Tenía poco más de una hora para volver a casa, poco más de una hora cuyo valor real era nulo.
¿Por qué debía quedarse una hora más? Daba igual, si algo había aprendido en sus años de
estudiante de secundaria, cursando materias que difícilmente le importaban o con una difícil
justificación, es que muchas veces el sistema capitalista es meritócrata tal que estúpido y arbitrario.
Hay veces en las que uno solamente tiene que agachar la cabeza: ¿Por qué tengo que quedarme a
deshoras si ni siquiera tengo trabajo? ¿Por qué debo pasar todo el día en la escuela?
El sistema, tan práctico como presume ser, realmente no tiene una respuesta, o al menos no una
respuesta con sentido.
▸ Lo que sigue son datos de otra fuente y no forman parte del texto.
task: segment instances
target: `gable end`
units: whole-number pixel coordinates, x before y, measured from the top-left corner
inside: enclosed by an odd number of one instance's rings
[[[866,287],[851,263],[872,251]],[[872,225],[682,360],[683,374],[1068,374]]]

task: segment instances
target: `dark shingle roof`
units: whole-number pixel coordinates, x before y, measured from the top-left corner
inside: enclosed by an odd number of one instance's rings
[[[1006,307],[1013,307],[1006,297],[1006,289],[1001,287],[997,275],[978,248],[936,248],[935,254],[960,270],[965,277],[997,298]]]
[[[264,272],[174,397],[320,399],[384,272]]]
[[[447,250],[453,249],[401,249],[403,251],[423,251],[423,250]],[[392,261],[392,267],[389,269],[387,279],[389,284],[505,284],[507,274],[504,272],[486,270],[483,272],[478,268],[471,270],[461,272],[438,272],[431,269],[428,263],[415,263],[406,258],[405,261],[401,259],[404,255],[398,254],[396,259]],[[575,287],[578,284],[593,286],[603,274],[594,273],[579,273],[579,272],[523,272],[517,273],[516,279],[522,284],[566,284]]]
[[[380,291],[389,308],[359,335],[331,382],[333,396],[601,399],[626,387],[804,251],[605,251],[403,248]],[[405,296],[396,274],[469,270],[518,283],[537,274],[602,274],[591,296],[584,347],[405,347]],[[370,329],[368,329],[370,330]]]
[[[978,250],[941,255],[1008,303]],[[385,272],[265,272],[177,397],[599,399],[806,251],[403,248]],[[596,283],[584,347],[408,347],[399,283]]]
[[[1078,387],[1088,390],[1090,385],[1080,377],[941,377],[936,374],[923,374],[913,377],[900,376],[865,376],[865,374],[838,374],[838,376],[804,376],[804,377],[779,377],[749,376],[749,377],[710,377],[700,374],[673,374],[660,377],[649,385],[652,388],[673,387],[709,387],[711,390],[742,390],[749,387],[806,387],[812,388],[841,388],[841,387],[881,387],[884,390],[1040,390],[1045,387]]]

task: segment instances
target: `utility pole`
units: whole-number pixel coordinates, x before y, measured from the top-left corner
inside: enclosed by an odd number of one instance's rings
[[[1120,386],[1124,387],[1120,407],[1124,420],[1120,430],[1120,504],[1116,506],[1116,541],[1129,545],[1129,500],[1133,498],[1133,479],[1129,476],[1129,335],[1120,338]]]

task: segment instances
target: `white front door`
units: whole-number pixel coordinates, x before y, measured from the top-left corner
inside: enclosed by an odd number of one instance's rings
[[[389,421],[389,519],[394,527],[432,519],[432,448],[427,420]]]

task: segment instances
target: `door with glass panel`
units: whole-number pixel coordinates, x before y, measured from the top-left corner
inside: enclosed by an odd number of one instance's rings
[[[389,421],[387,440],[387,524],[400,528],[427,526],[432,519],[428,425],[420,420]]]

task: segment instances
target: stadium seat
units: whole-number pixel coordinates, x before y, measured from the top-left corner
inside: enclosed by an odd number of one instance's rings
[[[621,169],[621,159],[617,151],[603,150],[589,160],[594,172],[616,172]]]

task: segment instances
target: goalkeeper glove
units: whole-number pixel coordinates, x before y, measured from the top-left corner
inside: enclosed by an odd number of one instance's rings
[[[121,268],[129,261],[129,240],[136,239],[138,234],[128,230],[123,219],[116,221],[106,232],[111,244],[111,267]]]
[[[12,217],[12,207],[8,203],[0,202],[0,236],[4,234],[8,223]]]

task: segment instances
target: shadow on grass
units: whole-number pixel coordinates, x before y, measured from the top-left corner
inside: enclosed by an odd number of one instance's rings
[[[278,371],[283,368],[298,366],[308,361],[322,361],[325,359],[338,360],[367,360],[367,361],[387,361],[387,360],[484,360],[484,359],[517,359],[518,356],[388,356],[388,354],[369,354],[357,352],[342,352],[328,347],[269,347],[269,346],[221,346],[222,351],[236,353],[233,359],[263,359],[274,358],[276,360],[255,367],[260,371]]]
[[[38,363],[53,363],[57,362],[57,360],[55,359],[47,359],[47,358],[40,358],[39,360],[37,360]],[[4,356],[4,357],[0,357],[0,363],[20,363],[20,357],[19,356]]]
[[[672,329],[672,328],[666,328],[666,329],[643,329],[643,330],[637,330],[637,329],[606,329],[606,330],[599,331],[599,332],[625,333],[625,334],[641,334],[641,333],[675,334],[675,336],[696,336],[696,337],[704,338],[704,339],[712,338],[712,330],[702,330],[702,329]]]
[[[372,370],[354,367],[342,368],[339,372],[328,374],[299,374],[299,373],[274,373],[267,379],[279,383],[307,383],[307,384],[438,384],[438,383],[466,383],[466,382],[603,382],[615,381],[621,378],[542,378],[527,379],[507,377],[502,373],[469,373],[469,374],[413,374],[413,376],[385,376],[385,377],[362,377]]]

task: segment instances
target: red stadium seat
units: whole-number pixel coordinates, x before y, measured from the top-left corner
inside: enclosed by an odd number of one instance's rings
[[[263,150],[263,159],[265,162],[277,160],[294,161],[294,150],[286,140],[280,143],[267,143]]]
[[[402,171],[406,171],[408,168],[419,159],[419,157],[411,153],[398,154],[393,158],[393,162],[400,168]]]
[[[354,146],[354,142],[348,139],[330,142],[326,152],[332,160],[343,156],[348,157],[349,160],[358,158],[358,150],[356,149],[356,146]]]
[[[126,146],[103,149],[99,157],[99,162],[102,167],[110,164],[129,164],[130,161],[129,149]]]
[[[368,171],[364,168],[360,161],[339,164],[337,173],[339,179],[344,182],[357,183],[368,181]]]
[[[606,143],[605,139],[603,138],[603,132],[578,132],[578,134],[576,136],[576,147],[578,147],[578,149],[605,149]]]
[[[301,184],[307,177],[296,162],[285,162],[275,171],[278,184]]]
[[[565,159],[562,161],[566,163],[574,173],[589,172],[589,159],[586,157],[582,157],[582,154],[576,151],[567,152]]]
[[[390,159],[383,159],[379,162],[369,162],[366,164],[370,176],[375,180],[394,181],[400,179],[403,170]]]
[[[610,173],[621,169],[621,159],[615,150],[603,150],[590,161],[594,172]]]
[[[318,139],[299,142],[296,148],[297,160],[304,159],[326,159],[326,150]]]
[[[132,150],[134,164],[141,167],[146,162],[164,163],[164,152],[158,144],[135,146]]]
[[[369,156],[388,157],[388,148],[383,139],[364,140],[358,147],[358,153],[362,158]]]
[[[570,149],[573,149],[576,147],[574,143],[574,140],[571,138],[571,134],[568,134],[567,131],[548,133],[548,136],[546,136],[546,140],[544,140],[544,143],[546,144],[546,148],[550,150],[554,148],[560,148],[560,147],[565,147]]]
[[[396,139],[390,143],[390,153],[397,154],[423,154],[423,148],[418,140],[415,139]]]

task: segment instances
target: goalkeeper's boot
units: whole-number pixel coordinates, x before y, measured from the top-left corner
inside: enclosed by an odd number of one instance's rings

Sencillamente tienes que cumplir horario – Incluso si no tienes motivo
alguno para seguir en un determinado lugar – porque sería de mal gusto que pases mucho tiempo
en casa.
Soltando un pesado suspiro miró el complaciente y deprimente reloj que brillaba en la sala de
descanso, apoyando su cabeza sobre la palma de su mano mientras veía a sus compañeros.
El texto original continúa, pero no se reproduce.